The corridor—no one there, apparently. The dinner-room—no one there for certain. The kitchen—now I was in unknown territory. I waited, listened, breathless. Only the whistle of a bat outside, the creak of a timber within. I ran the shifting circle of my torch about the walls, across the floor. A cockroach, devil’s coachman, fled across the flags, and a great moth with eyes glimmering green fluttered toward me from some corner. There on its pillar hung the gate-house key; there, beside the chimney-place where a modern stove presided, was the door I sought.
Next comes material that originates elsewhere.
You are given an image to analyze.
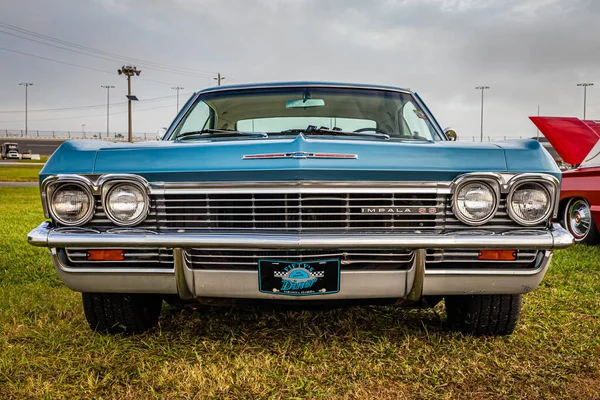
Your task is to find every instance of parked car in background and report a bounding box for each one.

With prodigious care I passed through this portal, for besides leading ultimately to the bowels of the earth, it ushered me at first into a passage off which opened the precincts of the servants. These half-subterranean chambers lay beneath the dinner-room and conservatory. While I stole past the doors, I had audible evidence a-plenty that the dwellers within were sleeping soundly enough.

This passage I was traversing had a distinct downward tendency and stretched underneath the corridor of the ground floor. It terminated in a door which, when I passed my light over it, appeared very black and cumbrous. The key was in the lock.

To my surprise, when by a series of graded pressures I commenced to turn this key, it moved easy and soundless, as if very recently oiled. Beyond was a winding stone stair.

By way of sensible precaution I removed the key and brought it with me, having no wish to be immured in the depths for any cause whatsoever. The stairs, a dozen or so in number, brought me to the entrance of another passage beneath the first, leading me in exactly the opposite direction. While it proceeded it widened into a goodly cellar, and I made out the yawning mouths of bins on either side, a comforting sight. There were dark archways leading to other caverns. And when I stamped, an unmistakable hollow sound came from below, proof that some buried chamber existed there.

The trap-doors by which one gained these sub-cellars, Crofts had said, were long disused, inch-deep in dust. And a few seconds later I came upon one of them, a heavy iron plate in the floor, clamped down with a clumsy padlock—but the dust was cleared away, and the padlock was not fastened at all! I picked the thing up from where it was lying by the flange, and stared at it stupidly. It would never lock anything again; it had been forced.

Now, surely, this was none of Salt’s work; he had promised to do no more than inspect the dust-covered entrances. It became increasingly evident that someone had preceded me in this search, someone careful not to be detected while he came, but careless whether it was known that he had been. God forbid that he was still below!

With one fierce tug I lifted the door by a ring in the centre; it fell backward with a heavy clang, and an atmosphere of choking damp came up from the hole it left.

A stair descended therein, very steep and narrow, with a thinnish fuzzy coating which must have been dust, though where it came from would have been difficult to tell. In the dust there were footprints, big footprints.

I didn’t like it, but I went on down. The rough stone walls were crumbling with water-rot and the sheer decay of age. While the air grew more smothering, I ran my head into stalactitic cobwebs and rubbed elbows with evil fungi sprouting in every crevice.